MARRERO, District Judge.

Plaintiff Caroyl Winn (“Winn”), a New York City Police Officer, filed this action pursuant to 42 U.S.C. § 1983 (§ 1983) against the City of New York (the “City”) and the various individual defendants, all of whom are or were at the relevant times officials of the City’s Police Department (the “NYPD”) (together, “Defendants”). The complaint describes two causes of action. The first claim asserts that Police Officers Shane McQuillan (“McQuillan”), Renee Strom (“Strom”), Anthony Gallo (“Gallo”), and Eric Brzostek (“Brzostek”), and Commissioner Raymond W. Kelly (“Kelly”), Lieutenant Jose Chu (“Chu”), and Sergeant James Paddock (“Paddock”) (together, the “Individual Defendants”), in their individual and official capacities, violated Winn’s right to due process under the Fourteenth Amendment to the United States Constitution by making false allegations against him, testifying falsely before a Grand Jury and at a jury trial, maliciously prosecuting him, and attempting to deprive him of his employment. The second cause of action, which is pled against Gallo, Brzostek and the City, alleges malicious prosecution under New York state law.

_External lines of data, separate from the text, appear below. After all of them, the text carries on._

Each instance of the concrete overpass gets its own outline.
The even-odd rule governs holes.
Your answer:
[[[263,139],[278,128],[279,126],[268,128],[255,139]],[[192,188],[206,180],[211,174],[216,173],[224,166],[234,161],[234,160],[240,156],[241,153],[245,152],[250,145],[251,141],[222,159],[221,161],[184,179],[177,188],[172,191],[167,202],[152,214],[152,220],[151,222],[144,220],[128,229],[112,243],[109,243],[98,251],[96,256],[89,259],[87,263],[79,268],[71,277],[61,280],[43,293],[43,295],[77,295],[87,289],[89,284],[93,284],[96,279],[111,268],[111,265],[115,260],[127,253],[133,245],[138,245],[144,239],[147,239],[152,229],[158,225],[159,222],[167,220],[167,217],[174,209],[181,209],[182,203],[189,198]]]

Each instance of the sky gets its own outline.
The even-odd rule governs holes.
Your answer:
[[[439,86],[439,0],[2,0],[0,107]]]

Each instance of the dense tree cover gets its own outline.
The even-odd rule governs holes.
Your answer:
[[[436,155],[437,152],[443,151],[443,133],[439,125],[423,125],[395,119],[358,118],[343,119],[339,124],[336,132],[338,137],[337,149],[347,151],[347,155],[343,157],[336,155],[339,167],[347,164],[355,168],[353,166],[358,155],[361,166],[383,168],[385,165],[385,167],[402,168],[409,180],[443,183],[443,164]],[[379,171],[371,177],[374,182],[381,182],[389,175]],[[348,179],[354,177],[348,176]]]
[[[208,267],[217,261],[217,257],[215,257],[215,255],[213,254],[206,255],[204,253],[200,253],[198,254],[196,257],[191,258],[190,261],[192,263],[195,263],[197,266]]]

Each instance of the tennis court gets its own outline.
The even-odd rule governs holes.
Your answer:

Defendants have filed a motion for summary judgment 1 seeking to dismiss both counts. For the reasons stated below, Defendants’ motion is granted.

I. FACTUAL BACKGROUND 2

Winn’s claims arise from an incident on August 17, 2000 that eventually resulted in Winn’s arrest and prosecution in New York state court for reckless endangerment in the second degree. On that date, at approximately 2:30 a.m., Winn and several of his friends arrived by motorcycle at a night club called the Cheetah Club on West 21st Street between Fifth and Sixth Avenues in Manhattan. Winn, who was off duty and not in uniform at the time, and his friends parked their motorcycles across the street from the Cheetah Club.

Shortly thereafter, Strom approached Winn and instructed him to adjust the license plate of his motorcycle. Winn claims that he attempted to explain to Strom that he could not make the requested adjustment to his license plate because he did not have the necessary tool with him at the time. Winn alleges that McQuillan soon approached and ordered *388 him, in a verbally abusive and physically threatening manner, to remove the license plate.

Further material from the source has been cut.